Coraggiosa e molto saggia la scelta di Rubini di scritturare attori teatrali.
Non conosco precisamente tutta la vicissitudine produttiva, ma credo che l’idea di scegliere tre attori di teatro fosse qualcosa da lui fortemente voluto. Per quanto mi riguarda sono arrivato al provino perché Rubini cercava un attore che fosse anche un autore, un regista, voleva qualcuno che potesse avere qualcosa di Eduardo al di là dell’aspetto fisico, della somiglianza, che avesse un proprio immaginario. È stata una scelta molto ragionata da parte sua. Abbiamo ovviamente girato delle scene in teatro in cui recitiamo per cui è stato simpatico dover fare il doppio lavoro di recitare in un film in cui sei in scena in teatro, tenendo costantemente il doppio livello dello stare in scena ma dell’essere anche ripreso.

 

Oltre che attore sei regista e musicista. A cosa stai lavorando?

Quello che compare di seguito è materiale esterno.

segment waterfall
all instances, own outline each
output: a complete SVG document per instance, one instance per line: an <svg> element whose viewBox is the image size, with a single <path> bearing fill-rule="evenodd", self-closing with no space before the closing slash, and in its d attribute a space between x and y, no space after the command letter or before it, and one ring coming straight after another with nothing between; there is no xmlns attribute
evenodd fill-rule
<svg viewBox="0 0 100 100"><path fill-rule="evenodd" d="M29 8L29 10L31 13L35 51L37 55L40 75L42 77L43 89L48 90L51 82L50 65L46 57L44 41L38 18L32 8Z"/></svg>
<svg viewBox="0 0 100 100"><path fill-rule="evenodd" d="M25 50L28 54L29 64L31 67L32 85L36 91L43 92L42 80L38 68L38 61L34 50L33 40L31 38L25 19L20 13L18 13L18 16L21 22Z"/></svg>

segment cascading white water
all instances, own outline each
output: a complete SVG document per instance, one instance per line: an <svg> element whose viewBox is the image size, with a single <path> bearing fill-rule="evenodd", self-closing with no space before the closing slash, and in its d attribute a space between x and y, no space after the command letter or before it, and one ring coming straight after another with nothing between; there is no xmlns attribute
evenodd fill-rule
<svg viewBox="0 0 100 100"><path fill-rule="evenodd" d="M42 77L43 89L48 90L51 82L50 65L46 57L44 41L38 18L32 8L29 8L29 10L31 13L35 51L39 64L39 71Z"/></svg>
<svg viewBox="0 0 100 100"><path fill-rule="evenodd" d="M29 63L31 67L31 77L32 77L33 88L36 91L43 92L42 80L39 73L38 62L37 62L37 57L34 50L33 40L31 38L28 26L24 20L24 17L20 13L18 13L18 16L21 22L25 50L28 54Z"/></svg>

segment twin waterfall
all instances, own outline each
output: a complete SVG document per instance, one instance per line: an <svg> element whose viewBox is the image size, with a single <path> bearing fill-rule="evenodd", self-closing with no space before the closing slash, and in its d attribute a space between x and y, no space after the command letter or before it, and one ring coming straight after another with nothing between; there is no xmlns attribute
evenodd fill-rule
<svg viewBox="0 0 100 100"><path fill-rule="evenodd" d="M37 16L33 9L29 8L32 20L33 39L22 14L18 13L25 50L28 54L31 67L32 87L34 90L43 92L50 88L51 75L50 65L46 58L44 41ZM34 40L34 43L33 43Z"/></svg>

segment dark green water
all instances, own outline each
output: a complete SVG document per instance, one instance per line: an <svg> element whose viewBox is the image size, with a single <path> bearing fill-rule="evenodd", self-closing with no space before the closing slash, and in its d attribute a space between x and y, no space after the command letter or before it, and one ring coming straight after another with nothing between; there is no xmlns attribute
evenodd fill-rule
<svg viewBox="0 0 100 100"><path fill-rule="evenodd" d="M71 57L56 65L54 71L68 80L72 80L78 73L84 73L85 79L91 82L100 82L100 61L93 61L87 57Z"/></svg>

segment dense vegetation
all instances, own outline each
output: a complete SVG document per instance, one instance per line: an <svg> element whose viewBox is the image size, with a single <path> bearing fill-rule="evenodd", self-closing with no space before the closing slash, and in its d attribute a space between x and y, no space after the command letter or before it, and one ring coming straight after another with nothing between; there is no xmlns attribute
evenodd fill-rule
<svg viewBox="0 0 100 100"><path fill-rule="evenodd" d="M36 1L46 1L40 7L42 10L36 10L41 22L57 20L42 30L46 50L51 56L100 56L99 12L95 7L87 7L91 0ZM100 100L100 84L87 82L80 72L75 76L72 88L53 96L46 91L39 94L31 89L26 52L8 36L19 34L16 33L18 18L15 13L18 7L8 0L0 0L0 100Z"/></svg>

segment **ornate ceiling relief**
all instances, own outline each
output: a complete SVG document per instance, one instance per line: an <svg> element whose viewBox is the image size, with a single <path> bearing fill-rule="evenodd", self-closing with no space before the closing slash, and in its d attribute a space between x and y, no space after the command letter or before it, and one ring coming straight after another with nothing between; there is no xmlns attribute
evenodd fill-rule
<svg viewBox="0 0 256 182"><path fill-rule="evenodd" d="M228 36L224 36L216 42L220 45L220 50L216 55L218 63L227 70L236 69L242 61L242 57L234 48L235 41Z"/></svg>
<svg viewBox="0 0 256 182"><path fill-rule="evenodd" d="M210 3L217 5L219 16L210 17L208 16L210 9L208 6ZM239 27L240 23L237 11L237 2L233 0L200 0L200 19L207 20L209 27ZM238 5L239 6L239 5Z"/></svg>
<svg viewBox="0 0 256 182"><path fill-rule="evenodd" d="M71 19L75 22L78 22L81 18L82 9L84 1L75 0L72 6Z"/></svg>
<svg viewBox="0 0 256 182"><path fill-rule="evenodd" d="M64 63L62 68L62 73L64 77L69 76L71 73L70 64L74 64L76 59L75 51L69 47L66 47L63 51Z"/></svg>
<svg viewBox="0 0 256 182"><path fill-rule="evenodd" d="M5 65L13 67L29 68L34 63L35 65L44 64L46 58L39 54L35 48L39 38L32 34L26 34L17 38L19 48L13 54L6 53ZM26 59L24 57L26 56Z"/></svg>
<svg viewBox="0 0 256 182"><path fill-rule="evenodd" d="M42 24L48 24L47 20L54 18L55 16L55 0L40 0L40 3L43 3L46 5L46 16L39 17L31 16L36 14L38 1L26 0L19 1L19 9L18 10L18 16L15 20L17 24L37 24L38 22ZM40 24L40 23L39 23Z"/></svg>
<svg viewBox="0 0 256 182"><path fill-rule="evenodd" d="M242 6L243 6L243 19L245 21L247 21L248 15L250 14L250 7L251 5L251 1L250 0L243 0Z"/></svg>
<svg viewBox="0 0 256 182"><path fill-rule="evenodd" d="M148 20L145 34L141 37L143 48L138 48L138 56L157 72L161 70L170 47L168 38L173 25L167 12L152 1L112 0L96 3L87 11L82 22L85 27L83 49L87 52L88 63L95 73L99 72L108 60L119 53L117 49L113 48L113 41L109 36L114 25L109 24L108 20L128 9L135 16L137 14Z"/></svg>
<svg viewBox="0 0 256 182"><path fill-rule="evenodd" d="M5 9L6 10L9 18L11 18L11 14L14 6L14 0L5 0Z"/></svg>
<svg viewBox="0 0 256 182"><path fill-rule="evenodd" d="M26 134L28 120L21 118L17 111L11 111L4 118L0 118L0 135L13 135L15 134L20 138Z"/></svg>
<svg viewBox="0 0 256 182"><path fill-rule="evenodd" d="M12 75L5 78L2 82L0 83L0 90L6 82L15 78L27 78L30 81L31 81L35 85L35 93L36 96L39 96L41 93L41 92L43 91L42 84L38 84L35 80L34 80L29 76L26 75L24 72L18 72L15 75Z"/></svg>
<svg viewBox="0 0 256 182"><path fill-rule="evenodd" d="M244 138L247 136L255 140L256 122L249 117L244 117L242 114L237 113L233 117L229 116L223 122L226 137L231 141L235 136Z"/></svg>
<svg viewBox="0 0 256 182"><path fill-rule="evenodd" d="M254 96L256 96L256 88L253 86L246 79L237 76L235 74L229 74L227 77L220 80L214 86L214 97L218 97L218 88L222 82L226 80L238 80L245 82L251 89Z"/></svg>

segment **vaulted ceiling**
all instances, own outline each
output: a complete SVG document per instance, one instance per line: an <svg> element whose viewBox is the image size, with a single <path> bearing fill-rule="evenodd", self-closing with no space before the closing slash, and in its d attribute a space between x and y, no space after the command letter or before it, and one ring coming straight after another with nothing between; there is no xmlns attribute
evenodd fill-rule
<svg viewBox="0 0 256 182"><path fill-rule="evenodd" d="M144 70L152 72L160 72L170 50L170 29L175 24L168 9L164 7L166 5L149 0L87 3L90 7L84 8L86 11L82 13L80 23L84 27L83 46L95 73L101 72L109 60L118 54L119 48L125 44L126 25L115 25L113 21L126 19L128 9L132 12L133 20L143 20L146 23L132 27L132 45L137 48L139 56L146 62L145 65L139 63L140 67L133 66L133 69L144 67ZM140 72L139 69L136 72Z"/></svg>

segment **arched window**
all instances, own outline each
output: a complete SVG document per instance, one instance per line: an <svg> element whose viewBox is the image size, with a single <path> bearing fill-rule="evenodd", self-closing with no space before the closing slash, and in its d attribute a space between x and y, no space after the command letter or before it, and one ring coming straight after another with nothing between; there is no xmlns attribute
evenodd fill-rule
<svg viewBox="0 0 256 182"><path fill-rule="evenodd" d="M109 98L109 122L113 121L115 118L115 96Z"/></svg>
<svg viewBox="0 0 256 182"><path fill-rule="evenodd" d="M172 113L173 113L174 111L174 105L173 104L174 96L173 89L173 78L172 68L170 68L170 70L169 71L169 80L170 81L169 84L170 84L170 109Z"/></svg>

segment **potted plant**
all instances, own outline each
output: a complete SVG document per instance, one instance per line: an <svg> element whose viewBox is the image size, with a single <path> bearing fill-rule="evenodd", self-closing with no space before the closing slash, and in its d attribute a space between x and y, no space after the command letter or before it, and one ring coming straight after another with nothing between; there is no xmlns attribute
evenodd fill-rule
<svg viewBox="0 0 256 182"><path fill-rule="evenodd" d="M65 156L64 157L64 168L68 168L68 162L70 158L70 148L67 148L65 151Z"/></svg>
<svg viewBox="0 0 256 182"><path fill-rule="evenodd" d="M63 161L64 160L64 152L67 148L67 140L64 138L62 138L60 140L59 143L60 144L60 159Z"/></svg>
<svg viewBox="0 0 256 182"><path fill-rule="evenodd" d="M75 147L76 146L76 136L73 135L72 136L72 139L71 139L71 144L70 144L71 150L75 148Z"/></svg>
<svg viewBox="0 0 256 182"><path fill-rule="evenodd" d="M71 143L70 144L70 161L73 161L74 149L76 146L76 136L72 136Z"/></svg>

In questo momento sono in prova con Il sogno di Morfeo, uno spettacolo di Antonio Piccolo, scritto e diretto da lui (e anche interpretato). Sono in scena come attore e sto curando le musiche originali dello spettacolo, cosa che è un po’ una mia caratteristica. Quando ho cominciato la scuola di recitazione sono diventato anche assistente del mio insegnante di canto, Paolo Coletta, regista e compositore di musiche di scena teatrale. In seguito, avendo io una formazione pianistica, ho cominciato a seguirlo sia come assistente alla regia, sia come assistente alle musiche. È stato così fino all’anno scorso quando la pandemia ha interrotto la tournée di Madre Coraggio e i suoi figli con Maria Paiato dove ero in scena, ero stato assistente alla regia e suonavo con un piccolo complessino perché parte delle musiche erano dal vivo. Per ora stiamo allestendo Il sogno di Morfeo che sarà in stagione nella prossima stagione.